Muxing clocks is nothing new to me, I've done this many times. But until now, I've never had to keep both sides synchronous with each other.
process(clkA, clkB, clkSel)
begin
clkAB <= clkA;
if(clkSel = '1') then
clkAB <= clkB;
end if;
end process;
process(clkA)
begin
if(clkA'event and clkA = '1') then
ffA <= sig_tmpA;
end if;
end process;
process(clkB)
begin
if(clkB'event and clkB = '1') then
ffB <= sig_tmpB;
end if;
end process;
process(clkAB)
begin
if(clkAB'event and clkAB = '1') then
if(grabA)
ffAB <= ffA;
end if;
elsif(grabB)
ffAB <= ffB;
end if;
end if;
end process;
Here's the problem. I want ffAB to be set to the value of ffA when grabA is true and I want ffAB to be set to the value of ffB when grabB is true. This requires having clkAB in phase with clkA when clkSel is 0 and having clkAB in phase with clkB when clkSel is 1. The problem is clock skew.
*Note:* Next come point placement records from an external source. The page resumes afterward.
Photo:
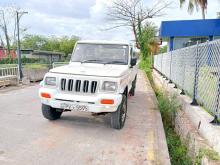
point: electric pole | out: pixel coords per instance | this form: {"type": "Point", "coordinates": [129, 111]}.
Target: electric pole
{"type": "Point", "coordinates": [19, 14]}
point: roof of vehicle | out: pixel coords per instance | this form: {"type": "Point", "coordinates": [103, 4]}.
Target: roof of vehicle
{"type": "Point", "coordinates": [103, 42]}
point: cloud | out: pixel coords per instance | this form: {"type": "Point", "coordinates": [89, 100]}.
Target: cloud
{"type": "Point", "coordinates": [87, 18]}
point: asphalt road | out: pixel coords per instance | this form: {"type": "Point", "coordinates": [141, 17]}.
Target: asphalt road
{"type": "Point", "coordinates": [27, 138]}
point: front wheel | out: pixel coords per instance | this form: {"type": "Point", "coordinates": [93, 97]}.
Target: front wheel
{"type": "Point", "coordinates": [118, 117]}
{"type": "Point", "coordinates": [50, 113]}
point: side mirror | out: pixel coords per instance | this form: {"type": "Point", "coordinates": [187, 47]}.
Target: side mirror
{"type": "Point", "coordinates": [133, 61]}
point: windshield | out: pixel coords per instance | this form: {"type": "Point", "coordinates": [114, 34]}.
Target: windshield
{"type": "Point", "coordinates": [101, 53]}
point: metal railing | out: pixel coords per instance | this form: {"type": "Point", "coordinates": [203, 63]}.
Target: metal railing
{"type": "Point", "coordinates": [196, 71]}
{"type": "Point", "coordinates": [7, 71]}
{"type": "Point", "coordinates": [57, 64]}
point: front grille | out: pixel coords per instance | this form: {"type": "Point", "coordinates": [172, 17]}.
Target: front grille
{"type": "Point", "coordinates": [75, 85]}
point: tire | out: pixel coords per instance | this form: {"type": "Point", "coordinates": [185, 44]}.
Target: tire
{"type": "Point", "coordinates": [132, 91]}
{"type": "Point", "coordinates": [50, 113]}
{"type": "Point", "coordinates": [118, 117]}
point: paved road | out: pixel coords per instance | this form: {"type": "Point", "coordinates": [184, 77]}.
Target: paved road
{"type": "Point", "coordinates": [27, 138]}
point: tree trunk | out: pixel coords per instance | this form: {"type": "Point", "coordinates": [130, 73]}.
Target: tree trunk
{"type": "Point", "coordinates": [135, 35]}
{"type": "Point", "coordinates": [7, 40]}
{"type": "Point", "coordinates": [6, 34]}
{"type": "Point", "coordinates": [203, 13]}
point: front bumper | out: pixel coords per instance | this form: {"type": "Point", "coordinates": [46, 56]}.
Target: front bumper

Basically the clkAB clock becomes a delayed version of the source clock. This means that the flip-flops before the clock will change before the flip-flop after the clock mux is able to sample the value. This is a standard hold-time problem. For an ASIC/ASSP, the solution is implemented by the synthesis tools. It is pretty automatic from what I've been led to believe. Perhaps some constraints or switches are required, but in general, if the two clocks are related then the tools will balance the clock trees to make sure of setup and hold times.
On the other hand, an FPGA doesn't work this way. Clocks are routed on a clock network. Creating a clock mux of this sort adds a serious skew to the timing. As I am currently using Actel tools, I am very aware of the lack of any CTS done by the synthesis or place & route tools.
The key to solving these issues (other than manual regioning of individual flip-flops) is to carry the data over the delayed clock boundary by using buffers. BUFD is Actel's buffer primitive, and by using buffers on the data line you can eat from the setup-time and give to your hold-time. Basically take the output of ffA/ffB and add buffers between their Qs and the D of ffAB.
Voila, you have solved the hold time issue.
Another option is to create a copy of clkA and clkB, and delay those copies using a buffer. Then use these copies in your original clkA and clkB processes. This would create a smaller skew. The problem with this mechanism is that you may also want to sample data back from clkAB to clkA/clkB. If you play with the clock only, then it will be difficult to solve the hold problems in both directions. As soon as you solve it in one direction, you most likely will have created it in the other direction.
A good solution would use a combination of shifting the clock a bit, and using buffers to cover any remaining skew. Whatever solution you choose to implement should be done in direct conjunction with the timing analyzer tools. Those tools are your best way of knowing where and when you have setup or hold problems on your system.